Negli editoriali, in alcuni retroscena, il nome di Ernesto Maria Ruffini è emerso come il possibile profilo adatto a costruire un’altra gamba all’interno della coalizione di centrosinistra. Eppure non si capisce bene su cosa si fondi questa considerazione. “Noi il suo nome non l’abbiamo ancora testato. Per questo è difficile anche solo capire quanto sia conosciuto all’interno del paese e quindi dell’elettorato”, dice Alessandra Ghisleri, direttrice di Euromedia Research.

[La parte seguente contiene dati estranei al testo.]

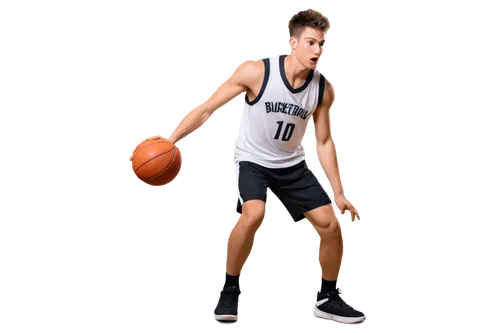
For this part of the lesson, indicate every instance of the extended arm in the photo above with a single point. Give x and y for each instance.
(235, 85)
(325, 145)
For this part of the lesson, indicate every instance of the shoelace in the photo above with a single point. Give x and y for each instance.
(336, 296)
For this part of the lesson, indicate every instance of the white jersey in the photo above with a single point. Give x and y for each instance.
(272, 127)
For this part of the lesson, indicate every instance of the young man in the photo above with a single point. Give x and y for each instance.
(280, 95)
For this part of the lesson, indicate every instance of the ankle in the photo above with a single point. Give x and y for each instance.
(231, 280)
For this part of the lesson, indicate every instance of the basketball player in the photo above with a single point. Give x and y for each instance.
(280, 96)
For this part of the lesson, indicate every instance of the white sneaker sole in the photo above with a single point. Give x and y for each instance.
(226, 317)
(328, 316)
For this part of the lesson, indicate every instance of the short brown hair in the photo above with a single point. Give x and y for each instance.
(307, 18)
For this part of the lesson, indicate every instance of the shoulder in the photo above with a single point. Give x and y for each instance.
(250, 69)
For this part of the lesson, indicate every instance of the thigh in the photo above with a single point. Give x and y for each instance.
(300, 190)
(250, 182)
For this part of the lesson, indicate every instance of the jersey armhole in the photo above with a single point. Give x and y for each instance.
(321, 88)
(264, 84)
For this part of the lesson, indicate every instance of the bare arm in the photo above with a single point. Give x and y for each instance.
(325, 145)
(235, 85)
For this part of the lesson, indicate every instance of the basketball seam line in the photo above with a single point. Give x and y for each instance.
(154, 159)
(141, 148)
(159, 173)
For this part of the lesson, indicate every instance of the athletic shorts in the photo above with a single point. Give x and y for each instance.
(297, 188)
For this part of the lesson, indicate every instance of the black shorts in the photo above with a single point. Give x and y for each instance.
(297, 188)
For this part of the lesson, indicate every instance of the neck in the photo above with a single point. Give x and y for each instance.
(294, 70)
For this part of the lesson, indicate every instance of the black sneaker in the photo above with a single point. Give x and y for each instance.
(228, 304)
(331, 306)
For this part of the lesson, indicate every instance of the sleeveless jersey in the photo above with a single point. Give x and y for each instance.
(272, 127)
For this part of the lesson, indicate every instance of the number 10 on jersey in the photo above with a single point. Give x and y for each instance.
(287, 133)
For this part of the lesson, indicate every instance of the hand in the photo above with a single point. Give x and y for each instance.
(154, 136)
(346, 206)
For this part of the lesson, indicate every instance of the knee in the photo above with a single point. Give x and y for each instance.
(328, 229)
(253, 213)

Un po’ quello che racconta al Foglio anche Livio Gigliuto, fondatore dell’Istituto Piepoli. “Ancora non abbiamo dei dati precisi su di lui, ma nei prossimi giorni inizierà a emergere qualcosa di più definito. Eppure, in linea di principio, io credo che Ruffini possa sommare due caratteristiche che in questo momento servono al centrosinistra. C’è bisogno di un nuovo soggetto di centro che renda la coalizione non troppo sbilanciata a sinistra. E poi per quel che riguarda il soggetto centrista, serve una leadership nuova, qualcosa di diverso rispetto a figure già conosciute come Matteo Renzi e Carlo Calenda. Certo, che tipo di consenso personale possa arrivare a ottenere Ruffini questo è tutto da vedere. Così come tutto da vedere resta il discorso sulla leadership della coalizione. Ruffini potrebbe davvero ambire a fare il candidato premier?”.

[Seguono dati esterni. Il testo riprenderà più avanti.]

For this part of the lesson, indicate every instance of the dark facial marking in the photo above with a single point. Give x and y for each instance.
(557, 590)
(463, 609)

Nell’incertezza, insomma, di dare un reale peso in termini di voti, di consenso, alla possibile discesa in campo di Ruffini, ci si può affidare solo a considerazioni di copertura elettorale. “Molto dipenderà, nel caso, dal tipo di costruzione del personaggio, che ovviamente essendo poco conosciuto, qualora decidesse davvero di impegnarsi in politica, andrà fatto conoscere. Non solo da chi non l’ha mai sentito prima. Ma anche da chi lo conosceva solo come direttore dell’Agenzia delle entrate”, analizza ancora Gigliuto. Che a proposito dell’identikit di tassatore subito rilanciato dai giornali di destra ritiene non debba per forza essere un grosso problema. “Un profilo come ex direttore dell’Agenzia dell’entrate, se vogliamo, è un qualcosa che può piacere ad almeno altri due corni del campo largo. Sicuramente al Pd. Ma anche al Movimento cinque stelle, per l’aderenza ai temi della legalità. Mentre a destra già sanno che probabilmente non voterebbero per lui”.
“Al di là della caratura del personaggio, qualsiasi candidatura ha bisogno di uno storytelling. A me la cosa che sembra poco chiara è se Ruffini possa diventare il leader di un nuovo soggetto unitario di centro o se possa ambire a guida tutto il centrosinistra”, dice Noto. “Questo per gli elettori è importante perché continuare a ventilare nuovi candidati per quest’area, prima il sindaco di Milano Beppe Sala, ora Ruffini, rischia di ingenerare una grande confusione. Che poi evidentemente non ti premia, anche se la persona, come in questo caso, è di valore”. Come riconosce ancora Noto, “mentre il centrodestra tende ad avere come candidato premier il leader del partito più votato, a sinistra c’è una tradizione di leader terzi. Per cui a mio avviso Ruffini sarebbe molto più spendibile da questo punto di vista che non come leader di partito, a maggior ragione visto che non ha alle spalle alcuna esperienza politica”. Uno degli ultimi esempi di tecnici che hanno deciso di buttarsi nell’agone elettorale è stato quello (non fortunatissimo) di Mario Monti con Scelta Civiva. Che comunque sfiorò il 10 per cento con l’ex premier che spese quella notorietà garantitagli negli anni a Palazzo Chigi. Chissà che alla fine, insomma, dalla prossima settimana non si possa davvero capire, al di là dei retroscena, se gli italiani sono in grado di risolvere l’interrogativo: Ruffini chi?